A Ugandan woman is speaking out after she claims she was turned away from a hotel in Guangzhou, China, accusing several hotels in the city of “blacklisting” guests from Kenya, Uganda and Nigeria.
Juliet Hatanga, a senior magistrate from Uganda, told the BBC at first, the hotel didn’t give a reason for turning her away but said she simply couldn’t stay there.
“…They opened the door for me, I told them my name and they confirmed I had a room,” Hatanga recalled. “Then they asked for my passport; when I gave them my passport they told me ‘sorry, we cannot host you.'”
When she asked why Hatanaga said she was told the hotel had orders from police not to allow guests from Uganda.
“You’re no longer wanted,” she said hotel workers told her.

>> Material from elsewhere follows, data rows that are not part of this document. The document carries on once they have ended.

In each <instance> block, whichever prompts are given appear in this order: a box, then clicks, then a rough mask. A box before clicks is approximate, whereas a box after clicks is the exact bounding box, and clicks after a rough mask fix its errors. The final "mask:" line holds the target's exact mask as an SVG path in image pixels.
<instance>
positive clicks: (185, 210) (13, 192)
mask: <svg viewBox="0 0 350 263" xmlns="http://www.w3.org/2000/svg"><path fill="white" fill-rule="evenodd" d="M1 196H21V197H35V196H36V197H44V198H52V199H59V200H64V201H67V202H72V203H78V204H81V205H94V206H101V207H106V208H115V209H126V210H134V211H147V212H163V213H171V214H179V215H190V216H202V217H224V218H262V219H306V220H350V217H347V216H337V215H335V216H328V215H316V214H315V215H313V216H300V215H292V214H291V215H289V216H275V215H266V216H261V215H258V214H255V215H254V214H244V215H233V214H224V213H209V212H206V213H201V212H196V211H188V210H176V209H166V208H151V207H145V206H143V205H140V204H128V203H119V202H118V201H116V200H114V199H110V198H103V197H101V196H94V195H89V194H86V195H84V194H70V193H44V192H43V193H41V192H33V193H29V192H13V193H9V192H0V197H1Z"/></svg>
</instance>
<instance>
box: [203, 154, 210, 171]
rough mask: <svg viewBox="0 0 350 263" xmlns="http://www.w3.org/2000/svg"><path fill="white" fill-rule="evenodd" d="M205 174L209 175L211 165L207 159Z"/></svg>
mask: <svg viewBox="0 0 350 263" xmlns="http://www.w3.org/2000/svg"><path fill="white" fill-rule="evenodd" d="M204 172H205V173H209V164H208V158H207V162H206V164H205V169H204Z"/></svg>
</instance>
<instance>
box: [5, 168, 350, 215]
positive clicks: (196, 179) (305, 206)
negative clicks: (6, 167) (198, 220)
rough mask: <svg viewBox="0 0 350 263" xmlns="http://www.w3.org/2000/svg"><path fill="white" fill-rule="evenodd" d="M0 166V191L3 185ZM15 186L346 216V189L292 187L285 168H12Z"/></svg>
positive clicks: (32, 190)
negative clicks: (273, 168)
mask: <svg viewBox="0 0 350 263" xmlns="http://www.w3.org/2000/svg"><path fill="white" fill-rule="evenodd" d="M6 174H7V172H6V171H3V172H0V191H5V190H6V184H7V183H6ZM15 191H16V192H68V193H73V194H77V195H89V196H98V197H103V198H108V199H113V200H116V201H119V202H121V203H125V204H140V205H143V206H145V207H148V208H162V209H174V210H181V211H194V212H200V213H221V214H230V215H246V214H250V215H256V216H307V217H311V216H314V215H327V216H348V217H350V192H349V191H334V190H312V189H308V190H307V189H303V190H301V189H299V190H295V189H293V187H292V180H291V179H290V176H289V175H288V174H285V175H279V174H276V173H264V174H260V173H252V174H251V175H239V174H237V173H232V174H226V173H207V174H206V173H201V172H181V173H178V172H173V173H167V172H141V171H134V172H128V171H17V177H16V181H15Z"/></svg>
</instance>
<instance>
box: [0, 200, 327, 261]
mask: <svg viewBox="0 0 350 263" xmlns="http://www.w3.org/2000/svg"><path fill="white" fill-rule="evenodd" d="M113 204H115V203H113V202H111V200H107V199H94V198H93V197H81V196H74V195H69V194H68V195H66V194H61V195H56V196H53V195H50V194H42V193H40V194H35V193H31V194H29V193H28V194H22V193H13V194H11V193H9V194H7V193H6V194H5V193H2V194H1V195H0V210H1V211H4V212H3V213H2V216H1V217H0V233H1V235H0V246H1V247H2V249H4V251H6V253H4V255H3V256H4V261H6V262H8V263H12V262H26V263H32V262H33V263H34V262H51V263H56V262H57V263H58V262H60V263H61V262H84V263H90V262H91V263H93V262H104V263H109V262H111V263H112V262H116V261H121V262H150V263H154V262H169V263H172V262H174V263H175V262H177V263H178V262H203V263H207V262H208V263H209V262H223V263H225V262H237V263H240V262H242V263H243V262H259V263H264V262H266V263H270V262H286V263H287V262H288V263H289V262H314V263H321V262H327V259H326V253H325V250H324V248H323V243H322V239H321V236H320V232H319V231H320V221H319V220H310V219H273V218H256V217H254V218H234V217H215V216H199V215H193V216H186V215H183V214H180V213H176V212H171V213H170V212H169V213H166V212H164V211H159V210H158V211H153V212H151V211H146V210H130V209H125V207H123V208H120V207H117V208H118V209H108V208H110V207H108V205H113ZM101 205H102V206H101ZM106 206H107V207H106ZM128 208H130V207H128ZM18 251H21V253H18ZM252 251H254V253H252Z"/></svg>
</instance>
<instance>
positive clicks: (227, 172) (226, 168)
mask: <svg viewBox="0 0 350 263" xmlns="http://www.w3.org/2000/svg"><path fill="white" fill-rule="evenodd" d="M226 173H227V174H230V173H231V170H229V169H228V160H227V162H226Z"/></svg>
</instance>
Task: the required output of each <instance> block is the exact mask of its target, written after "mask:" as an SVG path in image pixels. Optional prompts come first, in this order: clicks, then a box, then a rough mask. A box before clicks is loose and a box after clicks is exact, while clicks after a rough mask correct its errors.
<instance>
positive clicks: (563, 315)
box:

Hatanga was left looking for another place to stay. All the hotels within a 30-mile radius weren’t allowing Ugandans either, however. Apparently, someone had committed a crime at one of the local hotels and the suspect was believed to be either Ugandan, Kenyan or Nigerian, she explained. Thus, all those nationalities were barred from lodging at Guangzhou hotels.
One of the hotels reportedly put up a notice declaring “Black/African guests are not welcome,” according to the U.S. consulate.
“Just because one Black person was suspected to come from one of those countries, all of us were condemned,” Hatanga said. ” … So basically everyone was being thrown out.”
The magistrate said the entire ordeal left her feeling “horrible,” and condemned the racist policy.
“I think it’s unfair especially when [Uganda] has been so welcoming to the Chinese government,” she told the BBC. “Our president has been giving them tax exemptions — they’re very welcomed, they’re made comfortable. They’ve been given land!”
“This kind of racial profiling didn’t go well with me,” Hatanga added. “I felt that as a state of Uganda, we were insulted.”
The magistrate said she has no plans of visiting China ever again.